Hace un par de semanas, El País y la Cadena Ser publicaron un video dentro de la serie La Ola Ultra donde analizan el impacto que la extrema derecha está teniendo en las plataformas de videojuegos. El video exhibe unos respetables valores de producción e incluye entrevistas a expertos de la materia, pero es evidente que parte con una tesis preconcebida que luego busca apuntalar a base de elegir cuidadosamente ciertas declaraciones y ciertos datos que, sin ser falsos, sí pueden estar descontextualizados o directamente los han entendido del revés. El tono general que adopta el documento es el de un reportaje sensacionalista de televisión, empaquetado para las masas, con el objetivo de llamar la atención sobre un fenómeno que consideran que su público potencial no está al tanto. No es la primera vez, ni mucho menos, que asistimos a una iniciativa de este tipo desde los medios generalistas, pero sí me parece relevante por varios motivos.
Expertos en las redacciones
La gente de mi generación crecimos en los años noventa y a principios de los 2000 en un ambiente de pánico permanente respecto a los videojuegos.

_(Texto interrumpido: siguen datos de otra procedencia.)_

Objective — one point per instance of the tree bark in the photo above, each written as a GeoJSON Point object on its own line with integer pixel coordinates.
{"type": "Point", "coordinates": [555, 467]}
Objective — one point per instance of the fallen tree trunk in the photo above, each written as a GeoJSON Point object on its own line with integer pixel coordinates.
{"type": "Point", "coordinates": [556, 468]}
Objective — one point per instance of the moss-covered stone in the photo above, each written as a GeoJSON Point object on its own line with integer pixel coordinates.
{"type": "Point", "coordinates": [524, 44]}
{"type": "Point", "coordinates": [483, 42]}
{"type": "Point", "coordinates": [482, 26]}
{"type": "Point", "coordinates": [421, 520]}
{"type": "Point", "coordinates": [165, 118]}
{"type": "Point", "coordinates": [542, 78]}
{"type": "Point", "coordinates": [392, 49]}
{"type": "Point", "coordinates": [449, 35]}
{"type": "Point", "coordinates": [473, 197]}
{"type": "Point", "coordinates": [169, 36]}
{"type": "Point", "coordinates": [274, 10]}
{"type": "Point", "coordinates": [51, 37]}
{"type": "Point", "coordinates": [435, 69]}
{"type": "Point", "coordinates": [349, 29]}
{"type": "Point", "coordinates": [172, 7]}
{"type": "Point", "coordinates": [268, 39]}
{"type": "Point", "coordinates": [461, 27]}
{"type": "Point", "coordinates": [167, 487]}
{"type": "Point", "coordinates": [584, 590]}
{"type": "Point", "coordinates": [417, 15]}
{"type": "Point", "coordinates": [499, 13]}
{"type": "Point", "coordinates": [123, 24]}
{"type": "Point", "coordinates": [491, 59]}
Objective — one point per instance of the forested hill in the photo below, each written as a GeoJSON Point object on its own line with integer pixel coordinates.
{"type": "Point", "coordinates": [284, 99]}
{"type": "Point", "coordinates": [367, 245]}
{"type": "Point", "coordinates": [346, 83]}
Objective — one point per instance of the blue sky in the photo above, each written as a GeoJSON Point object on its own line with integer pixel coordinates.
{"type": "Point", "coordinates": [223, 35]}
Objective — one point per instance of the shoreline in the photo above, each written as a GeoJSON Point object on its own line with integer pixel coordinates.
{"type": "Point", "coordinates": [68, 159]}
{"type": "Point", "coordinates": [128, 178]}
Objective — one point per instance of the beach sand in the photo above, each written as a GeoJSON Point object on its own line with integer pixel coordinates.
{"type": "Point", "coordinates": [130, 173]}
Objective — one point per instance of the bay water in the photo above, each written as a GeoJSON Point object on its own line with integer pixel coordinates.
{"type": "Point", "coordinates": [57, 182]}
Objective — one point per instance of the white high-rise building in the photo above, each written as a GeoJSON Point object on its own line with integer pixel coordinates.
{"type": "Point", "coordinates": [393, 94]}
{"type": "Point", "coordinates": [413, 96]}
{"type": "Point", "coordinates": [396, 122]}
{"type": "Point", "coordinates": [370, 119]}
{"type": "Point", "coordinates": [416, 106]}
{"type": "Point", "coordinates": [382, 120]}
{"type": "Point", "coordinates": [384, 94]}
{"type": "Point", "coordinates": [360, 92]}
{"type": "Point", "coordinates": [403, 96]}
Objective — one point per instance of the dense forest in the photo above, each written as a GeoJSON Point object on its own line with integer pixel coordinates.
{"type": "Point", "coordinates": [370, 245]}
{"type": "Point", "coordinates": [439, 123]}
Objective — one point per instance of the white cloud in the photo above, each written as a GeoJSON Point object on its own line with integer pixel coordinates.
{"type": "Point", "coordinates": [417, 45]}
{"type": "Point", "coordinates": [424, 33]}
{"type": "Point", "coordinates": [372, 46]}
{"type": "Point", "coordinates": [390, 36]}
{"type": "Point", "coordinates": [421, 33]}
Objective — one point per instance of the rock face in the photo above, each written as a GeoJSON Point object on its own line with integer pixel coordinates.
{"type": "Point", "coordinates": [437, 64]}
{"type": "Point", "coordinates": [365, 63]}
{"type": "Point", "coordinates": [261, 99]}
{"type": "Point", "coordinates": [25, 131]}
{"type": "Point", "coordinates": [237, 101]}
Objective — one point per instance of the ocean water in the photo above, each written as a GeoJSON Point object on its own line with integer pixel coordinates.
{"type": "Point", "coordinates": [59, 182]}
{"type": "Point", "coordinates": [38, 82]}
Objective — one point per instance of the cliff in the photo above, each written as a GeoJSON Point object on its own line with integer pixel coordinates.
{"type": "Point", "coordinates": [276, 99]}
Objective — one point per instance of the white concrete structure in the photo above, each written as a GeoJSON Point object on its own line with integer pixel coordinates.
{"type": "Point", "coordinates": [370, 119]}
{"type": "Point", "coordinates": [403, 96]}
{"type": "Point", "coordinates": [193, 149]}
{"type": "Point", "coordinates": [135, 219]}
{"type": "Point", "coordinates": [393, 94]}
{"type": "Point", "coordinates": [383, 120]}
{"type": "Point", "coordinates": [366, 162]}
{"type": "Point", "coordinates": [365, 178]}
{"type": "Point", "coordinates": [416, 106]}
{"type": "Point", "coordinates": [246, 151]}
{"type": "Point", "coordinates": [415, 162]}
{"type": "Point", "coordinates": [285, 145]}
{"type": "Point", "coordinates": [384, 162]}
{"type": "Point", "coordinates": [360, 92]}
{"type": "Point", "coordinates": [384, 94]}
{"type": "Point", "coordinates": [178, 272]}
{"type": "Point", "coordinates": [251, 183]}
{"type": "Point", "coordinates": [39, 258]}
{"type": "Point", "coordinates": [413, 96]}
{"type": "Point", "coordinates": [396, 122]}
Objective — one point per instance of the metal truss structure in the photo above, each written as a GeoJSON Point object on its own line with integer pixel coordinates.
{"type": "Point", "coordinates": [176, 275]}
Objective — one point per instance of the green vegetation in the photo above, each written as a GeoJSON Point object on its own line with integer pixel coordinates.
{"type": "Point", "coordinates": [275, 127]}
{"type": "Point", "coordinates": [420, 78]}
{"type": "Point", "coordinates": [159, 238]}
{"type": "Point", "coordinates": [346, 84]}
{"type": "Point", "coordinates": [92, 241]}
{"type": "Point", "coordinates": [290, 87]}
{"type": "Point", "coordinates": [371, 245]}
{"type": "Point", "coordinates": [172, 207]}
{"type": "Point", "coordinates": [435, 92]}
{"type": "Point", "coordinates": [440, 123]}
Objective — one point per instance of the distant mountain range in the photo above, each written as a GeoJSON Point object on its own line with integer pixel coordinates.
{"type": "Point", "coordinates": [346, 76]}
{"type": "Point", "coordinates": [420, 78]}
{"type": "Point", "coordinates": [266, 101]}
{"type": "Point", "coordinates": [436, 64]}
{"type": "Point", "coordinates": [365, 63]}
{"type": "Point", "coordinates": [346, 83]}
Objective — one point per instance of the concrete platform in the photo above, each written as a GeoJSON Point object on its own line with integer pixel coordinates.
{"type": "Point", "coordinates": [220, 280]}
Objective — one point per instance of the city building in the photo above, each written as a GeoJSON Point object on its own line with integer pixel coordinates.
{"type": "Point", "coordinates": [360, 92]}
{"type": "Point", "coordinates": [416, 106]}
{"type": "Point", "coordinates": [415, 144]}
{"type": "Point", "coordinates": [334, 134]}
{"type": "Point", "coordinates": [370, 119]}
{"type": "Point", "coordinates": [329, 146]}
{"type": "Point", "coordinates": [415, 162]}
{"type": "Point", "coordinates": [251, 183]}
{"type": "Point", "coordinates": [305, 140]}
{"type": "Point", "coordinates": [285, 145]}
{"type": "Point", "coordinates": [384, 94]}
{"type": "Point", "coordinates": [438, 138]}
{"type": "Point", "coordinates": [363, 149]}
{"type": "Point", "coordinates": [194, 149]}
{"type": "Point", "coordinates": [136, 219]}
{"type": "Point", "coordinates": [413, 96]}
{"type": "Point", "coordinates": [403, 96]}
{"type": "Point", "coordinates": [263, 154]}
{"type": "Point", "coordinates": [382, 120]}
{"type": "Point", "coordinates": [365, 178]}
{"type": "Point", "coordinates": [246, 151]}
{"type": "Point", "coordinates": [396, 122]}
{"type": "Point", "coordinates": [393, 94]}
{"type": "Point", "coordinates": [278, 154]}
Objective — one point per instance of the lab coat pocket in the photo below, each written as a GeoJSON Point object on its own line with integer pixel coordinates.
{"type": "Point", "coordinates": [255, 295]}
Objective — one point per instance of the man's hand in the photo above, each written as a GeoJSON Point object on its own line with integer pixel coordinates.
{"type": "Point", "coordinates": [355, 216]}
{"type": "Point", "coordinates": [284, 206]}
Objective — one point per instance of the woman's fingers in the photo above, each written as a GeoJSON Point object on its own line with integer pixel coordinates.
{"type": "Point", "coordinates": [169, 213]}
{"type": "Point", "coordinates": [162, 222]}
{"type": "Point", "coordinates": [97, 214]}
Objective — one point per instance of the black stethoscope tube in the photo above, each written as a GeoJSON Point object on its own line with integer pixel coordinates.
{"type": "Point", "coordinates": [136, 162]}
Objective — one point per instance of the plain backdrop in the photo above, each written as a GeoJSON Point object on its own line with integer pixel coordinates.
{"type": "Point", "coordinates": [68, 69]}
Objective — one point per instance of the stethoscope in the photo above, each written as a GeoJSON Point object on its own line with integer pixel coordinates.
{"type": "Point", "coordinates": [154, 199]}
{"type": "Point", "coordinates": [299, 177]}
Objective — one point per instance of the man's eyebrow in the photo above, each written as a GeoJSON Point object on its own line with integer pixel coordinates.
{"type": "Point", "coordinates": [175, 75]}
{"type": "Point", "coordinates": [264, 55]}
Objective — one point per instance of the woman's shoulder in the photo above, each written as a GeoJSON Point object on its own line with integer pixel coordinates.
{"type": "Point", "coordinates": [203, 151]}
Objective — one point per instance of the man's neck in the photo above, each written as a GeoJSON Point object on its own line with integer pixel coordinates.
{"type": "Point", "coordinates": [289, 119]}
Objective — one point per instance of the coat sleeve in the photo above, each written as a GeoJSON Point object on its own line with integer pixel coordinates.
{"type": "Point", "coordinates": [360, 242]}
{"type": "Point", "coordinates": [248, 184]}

En España se hizo muy famoso el caso del asesino de la katana y su supuesta vinculación con Final Fantasy VIII. El crimen impactó tanto por su brutalidad como su nihilismo conceptual, un exabrupto demencial que nos conminó a examinar el lado más tenebroso del alma humana. La sociedad de entonces se negó de forma rotunda a tratar de esclarecer las razones que llevaron a un adolescente a cometer semejante acto de violencia o siquiera a admitir la presencia del mal de manera tan descarnada, por lo que optó por derivar responsabilidades en la industria del entretenimiento. En Estados Unidos se sucedieron casos parecidos que fueron abanderados por Jack Thompson, un abogado con ínfulas que trató de imponer su criterio implacable respecto a la presencia de violencia en los videojuegos.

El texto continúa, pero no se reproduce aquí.